The phenomenon forming in the atmosphere off Queensland’s coast – about 1,500km (930 miles) north-east of Reid’s computer screen – was nothing remarkable yet, but the channels of moisture she saw in the pictures are the subject of her PhD.

“Atmospheric rivers are quite easy to see,” she says. “I thought it didn’t look that strong. I was holding back from tweeting. I didn’t think it was going to get that big.”
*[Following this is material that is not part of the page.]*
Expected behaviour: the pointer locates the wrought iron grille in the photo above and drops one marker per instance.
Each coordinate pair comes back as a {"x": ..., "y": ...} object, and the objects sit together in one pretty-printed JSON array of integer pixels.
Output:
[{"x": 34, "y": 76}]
Reid says atmospheric rivers are long, narrow regions between one and three kilometres up “characterised by really strong water flow. It is like a running river in the sky.”

A few days later, the river got stuck over an area of the Pacific Ocean a few hundred kilometres north of Brisbane.

Rain became torrential – like a tsunami from the sky. Politicians called it a “rain bomb”.

Reid has calculated how much water was in the river as it was flowing over Greater Brisbane.

The city itself got almost 80% of its annual rainfall in only six days up to 28 February, when the system started to move south. Brisbane had only ever recorded eight days of more than 200mm before the 2022 floods. But it saw three in a row.

Reid says over the course of the two heaviest days of rain, 26 and 27 February, enough water flowed in the atmospheric river above the city to fill Sydney harbour – that holds about 500bn litres – almost 16 times.